Understanding of the short-term impact of the procedures would offer valuable information from a policy-making perspective as well as improve patient information on treatment choices. Further work combining the TTO data with other observations such as relative incidence of side effects and recurrence rates may help to support decision making in the NHS regarding the choice between urethrotomy and urethroplasty.

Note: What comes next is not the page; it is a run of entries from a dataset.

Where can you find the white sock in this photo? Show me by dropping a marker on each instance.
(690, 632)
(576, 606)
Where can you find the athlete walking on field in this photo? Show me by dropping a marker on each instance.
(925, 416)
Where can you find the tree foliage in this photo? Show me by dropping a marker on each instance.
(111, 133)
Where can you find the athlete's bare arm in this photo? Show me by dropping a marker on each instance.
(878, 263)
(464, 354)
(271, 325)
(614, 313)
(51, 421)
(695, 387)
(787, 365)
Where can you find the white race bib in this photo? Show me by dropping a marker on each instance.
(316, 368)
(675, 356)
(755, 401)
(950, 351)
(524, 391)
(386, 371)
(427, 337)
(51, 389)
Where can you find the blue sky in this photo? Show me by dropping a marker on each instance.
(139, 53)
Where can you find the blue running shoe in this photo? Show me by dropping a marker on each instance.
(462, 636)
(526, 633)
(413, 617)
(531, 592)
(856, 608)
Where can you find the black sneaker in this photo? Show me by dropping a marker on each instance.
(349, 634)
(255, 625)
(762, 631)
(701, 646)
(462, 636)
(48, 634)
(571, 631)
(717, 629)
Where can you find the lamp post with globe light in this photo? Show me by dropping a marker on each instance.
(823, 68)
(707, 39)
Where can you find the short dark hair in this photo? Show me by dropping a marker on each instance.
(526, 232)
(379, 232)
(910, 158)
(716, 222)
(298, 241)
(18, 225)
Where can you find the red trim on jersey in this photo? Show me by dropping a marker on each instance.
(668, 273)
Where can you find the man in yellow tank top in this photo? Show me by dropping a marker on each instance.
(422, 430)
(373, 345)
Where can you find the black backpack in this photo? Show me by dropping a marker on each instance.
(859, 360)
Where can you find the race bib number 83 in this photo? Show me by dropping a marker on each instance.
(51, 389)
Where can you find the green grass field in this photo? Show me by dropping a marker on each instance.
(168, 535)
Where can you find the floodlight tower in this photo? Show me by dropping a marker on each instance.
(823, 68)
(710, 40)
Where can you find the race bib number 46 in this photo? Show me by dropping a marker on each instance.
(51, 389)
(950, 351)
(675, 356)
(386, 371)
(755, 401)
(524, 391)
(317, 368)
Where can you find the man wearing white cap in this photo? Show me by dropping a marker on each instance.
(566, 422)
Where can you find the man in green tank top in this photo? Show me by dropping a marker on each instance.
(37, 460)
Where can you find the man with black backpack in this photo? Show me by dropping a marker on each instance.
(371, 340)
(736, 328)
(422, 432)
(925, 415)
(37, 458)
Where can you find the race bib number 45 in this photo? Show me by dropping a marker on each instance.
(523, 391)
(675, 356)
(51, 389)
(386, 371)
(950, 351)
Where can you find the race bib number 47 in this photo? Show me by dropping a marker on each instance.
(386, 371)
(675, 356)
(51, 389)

The chained TTO may have a stronger theoretical base [11], and other studies using chained TTOs have suggested that this is a responsive method for eliciting preferences [9, 27, 28]. However, if the value of using chained TTO is not reflected in improving the accuracy of estimated utility values, it might not justify the additional burden and complexity of replacing the conventional TTO in the instances of short-term health states valuation. Conventional TTO, on the other hand, is easier to design, administer and complete. However, further research with a larger sample size is needed to establish the justification in the selection between the two TTO methods. There is also a need to investigate consistency and reliability within the same participant [10].

5 Conclusion

Using TTO to elicit utilities for short-term health states alongside a clinical trial has proven to be feasible and acceptable. While the study finding is preliminary, it suggests that undergoing urethroplasty or urethrotomy is likely to result in a decrement to HRQoL immediately post-operation, with the former resulting in likely higher utility losses. The tendency of men with urethral stricture to require repeated treatments increases the clinical significance of this decrement, which should be incorporated into the QALY-based cost-effectiveness assessment of each treatment strategy in the longer term. This study also explored the rationale for applying the more complex chained TTO method for short-term health state valuations. The indicative results suggest that chained TTO overall does not result in significantly different estimates from conventional TTO when the health states are mild or moderate. In the context of severe health states, there may be justification for the use of chained TTO. Further research with a sample size calculation and direct comparison with an alternative method of deriving utilities is needed to establish justification for the use of the chained TTO method if results are proven to be more accurate and robust. Future studies may also explore the potential to incorporate the TTO estimates in the cost-effective analysis, with consideration given to achieving sufficient sample size and the selection of the TTO participants (public, patients or clinicians) for the perspective of evaluation.